Legislation that would reauthorize the Federal Aviation Administration has run afoul of Senate appropriators.

In a Sept. 20 letter to the Finance Committee, appropriators criticized draft provisions that would make new FAA revenue off-limits to the appropriations process. The Finance panel wrote the revenue provisions, which will be merged with the Senate's FAA bill (S 1300).

"In our view, such an action would be inappropriate and detrimental to the Congress' ability to review and control FAA spending," the appropriators wrote.

The letter was signed by Sens. Robert C. Byrd, D-W.Va., and Thad Cochran, R-Miss., the chairman and ranking member of the Appropriations Committee; and Patty Murray, D-Wash., and Christopher S. Bond, R-Mo., the chairwoman and ranking member of the Transportation-HUD Subcommittee.

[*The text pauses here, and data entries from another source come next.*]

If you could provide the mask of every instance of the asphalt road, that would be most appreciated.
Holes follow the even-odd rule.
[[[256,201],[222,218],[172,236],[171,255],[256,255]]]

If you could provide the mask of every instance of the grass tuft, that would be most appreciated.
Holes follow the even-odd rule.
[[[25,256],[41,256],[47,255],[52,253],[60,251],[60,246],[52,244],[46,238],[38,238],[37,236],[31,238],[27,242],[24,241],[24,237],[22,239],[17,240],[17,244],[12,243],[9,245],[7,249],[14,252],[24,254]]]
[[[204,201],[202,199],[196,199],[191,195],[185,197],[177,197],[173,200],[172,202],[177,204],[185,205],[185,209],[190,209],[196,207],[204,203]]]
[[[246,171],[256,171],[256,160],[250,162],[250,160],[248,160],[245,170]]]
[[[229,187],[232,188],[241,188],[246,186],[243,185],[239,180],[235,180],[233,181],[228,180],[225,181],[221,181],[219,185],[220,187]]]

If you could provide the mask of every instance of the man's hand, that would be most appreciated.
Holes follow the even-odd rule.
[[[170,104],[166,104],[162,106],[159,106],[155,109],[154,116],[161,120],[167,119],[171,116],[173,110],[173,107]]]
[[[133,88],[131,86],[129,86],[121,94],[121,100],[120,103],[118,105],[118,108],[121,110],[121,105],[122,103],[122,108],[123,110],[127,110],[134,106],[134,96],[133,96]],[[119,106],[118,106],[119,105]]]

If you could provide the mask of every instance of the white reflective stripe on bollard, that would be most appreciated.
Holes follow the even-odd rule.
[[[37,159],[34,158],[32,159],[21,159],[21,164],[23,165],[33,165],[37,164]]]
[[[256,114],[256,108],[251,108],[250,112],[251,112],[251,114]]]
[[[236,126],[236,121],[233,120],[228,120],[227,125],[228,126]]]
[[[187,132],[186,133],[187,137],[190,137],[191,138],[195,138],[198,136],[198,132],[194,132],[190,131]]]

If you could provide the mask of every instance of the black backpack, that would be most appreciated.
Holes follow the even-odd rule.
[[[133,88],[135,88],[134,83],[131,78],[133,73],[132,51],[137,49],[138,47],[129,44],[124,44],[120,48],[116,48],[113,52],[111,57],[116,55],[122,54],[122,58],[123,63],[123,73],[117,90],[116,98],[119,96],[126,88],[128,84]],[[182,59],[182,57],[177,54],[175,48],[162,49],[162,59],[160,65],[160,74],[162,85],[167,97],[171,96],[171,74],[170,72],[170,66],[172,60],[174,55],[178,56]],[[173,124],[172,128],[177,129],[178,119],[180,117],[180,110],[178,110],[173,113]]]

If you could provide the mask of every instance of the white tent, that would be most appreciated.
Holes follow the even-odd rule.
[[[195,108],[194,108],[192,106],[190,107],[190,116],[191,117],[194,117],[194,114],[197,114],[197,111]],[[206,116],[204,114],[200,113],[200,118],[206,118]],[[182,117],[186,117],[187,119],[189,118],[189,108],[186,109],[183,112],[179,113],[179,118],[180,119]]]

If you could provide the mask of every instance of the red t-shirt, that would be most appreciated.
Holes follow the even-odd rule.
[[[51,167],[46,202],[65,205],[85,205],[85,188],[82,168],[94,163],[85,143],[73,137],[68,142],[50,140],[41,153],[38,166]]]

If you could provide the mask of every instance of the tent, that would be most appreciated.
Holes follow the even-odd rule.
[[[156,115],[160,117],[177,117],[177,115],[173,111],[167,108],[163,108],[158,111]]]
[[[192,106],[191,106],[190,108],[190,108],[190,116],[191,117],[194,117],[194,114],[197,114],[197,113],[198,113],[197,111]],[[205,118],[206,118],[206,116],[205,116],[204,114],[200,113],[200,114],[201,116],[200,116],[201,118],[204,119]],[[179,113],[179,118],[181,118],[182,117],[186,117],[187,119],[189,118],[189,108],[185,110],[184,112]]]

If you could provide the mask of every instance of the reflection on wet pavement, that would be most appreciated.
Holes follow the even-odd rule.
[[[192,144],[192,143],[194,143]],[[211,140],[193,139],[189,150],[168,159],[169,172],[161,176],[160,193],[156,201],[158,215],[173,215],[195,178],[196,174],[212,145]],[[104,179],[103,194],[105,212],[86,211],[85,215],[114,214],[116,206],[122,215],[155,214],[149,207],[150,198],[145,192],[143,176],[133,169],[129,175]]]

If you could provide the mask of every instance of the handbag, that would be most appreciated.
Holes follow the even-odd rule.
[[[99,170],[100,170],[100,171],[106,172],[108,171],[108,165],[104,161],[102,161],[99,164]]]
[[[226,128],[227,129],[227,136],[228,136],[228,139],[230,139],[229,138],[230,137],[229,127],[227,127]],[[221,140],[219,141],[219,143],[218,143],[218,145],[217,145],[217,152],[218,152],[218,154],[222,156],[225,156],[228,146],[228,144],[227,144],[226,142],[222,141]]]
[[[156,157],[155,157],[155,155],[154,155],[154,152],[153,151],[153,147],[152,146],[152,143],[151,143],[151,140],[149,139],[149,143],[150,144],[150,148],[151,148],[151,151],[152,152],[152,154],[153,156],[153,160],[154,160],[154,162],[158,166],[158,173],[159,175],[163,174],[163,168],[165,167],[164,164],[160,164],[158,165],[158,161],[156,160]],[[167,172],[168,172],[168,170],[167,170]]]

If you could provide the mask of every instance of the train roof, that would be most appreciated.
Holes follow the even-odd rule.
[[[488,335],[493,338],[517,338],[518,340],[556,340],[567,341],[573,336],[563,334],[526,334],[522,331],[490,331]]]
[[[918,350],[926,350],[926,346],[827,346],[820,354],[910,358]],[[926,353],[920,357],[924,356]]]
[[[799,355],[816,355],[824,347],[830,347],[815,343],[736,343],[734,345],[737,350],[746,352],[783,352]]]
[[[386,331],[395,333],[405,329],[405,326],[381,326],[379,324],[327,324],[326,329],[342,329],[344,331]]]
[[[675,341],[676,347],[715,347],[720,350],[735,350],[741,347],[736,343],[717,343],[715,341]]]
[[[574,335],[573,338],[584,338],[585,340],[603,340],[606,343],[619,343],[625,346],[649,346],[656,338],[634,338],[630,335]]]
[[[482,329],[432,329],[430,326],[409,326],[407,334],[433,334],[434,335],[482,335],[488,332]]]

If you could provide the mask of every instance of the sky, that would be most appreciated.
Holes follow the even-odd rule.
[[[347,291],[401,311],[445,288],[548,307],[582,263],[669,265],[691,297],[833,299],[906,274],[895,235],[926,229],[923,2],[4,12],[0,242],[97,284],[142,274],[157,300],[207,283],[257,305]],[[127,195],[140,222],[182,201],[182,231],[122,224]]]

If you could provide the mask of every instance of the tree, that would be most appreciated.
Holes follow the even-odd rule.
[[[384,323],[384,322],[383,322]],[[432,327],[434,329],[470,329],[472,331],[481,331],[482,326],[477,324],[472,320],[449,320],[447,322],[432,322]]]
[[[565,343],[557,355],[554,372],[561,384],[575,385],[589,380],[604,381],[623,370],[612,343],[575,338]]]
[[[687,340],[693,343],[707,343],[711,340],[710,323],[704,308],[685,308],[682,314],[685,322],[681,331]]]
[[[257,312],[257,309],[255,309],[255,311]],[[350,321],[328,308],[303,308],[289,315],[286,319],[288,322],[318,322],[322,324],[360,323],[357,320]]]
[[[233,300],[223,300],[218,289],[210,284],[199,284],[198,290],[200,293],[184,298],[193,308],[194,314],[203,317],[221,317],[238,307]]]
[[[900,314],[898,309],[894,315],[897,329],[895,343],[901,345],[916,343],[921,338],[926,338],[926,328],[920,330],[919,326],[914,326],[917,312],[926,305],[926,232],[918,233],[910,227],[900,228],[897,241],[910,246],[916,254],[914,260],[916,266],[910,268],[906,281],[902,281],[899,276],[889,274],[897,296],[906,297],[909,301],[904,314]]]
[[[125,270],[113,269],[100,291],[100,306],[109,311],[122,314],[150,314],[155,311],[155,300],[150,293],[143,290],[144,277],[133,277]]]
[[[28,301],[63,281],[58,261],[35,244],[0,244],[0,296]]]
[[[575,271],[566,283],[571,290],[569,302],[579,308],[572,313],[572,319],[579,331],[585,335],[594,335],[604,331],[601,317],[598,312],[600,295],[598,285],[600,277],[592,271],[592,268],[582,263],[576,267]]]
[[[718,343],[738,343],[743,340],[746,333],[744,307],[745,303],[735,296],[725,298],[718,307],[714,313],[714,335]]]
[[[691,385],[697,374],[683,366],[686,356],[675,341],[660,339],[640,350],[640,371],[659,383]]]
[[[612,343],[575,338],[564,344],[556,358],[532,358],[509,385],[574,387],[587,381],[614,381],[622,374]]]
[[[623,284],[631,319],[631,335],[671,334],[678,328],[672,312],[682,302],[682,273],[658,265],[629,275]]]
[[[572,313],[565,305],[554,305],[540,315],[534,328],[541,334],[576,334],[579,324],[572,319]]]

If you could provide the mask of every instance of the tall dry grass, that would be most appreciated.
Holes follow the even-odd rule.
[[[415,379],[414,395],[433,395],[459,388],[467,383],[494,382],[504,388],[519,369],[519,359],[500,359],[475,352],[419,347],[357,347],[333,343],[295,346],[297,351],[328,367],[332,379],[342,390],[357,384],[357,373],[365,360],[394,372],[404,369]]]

At issue are Finance provisions that would raise some aviation taxes and deposit the revenues into a new sub-account of the Airport and Airways Trust Fund. Those funds would be dedicated to modernizing the air traffic control system.

According to a Senate aide familiar with the Finance draft -- which has not yet been reported to the full Senate -- the new sub-account would be classified as mandatory spending, not subject to appropriations.

Additionally, spending from this account would have to be approved by a seven-member air traffic control modernization board established by the larger bill. The board would be made up of the FAA administrator, a Defense Department official, someone with a "fiduciary responsibility to represent the public interest" and four aviation-industry stakeholders.

"Given the FAA's record, we do not see any merit in putting any part of the FAA modernization budget on 'automatic pilot' and substituting our committee's oversight role with that of an un-elected 'Modernization Board' that is not answerable to the taxpayers," the senators wrote in their letter. "We strongly oppose such efforts and ask that you revise these provisions before the bill is brought before the full Senate for debate."

The House passed its FAA reauthorization (HR 2881) on Sept. 24. It is unclear when the Senate's version may see floor time.

Lawmakers are working to get a short-term extension of the FAA's programs cleared before the current authorization (PL 108-176) expires Sept. 30.

The programs could be extended temporarily either with a stand-alone bill (HR 3540), which would extend the FAA for three months; or with a continuing resolution (H J Res 52), which would extend the agency through Nov. 16, along with the rest of the government's funding.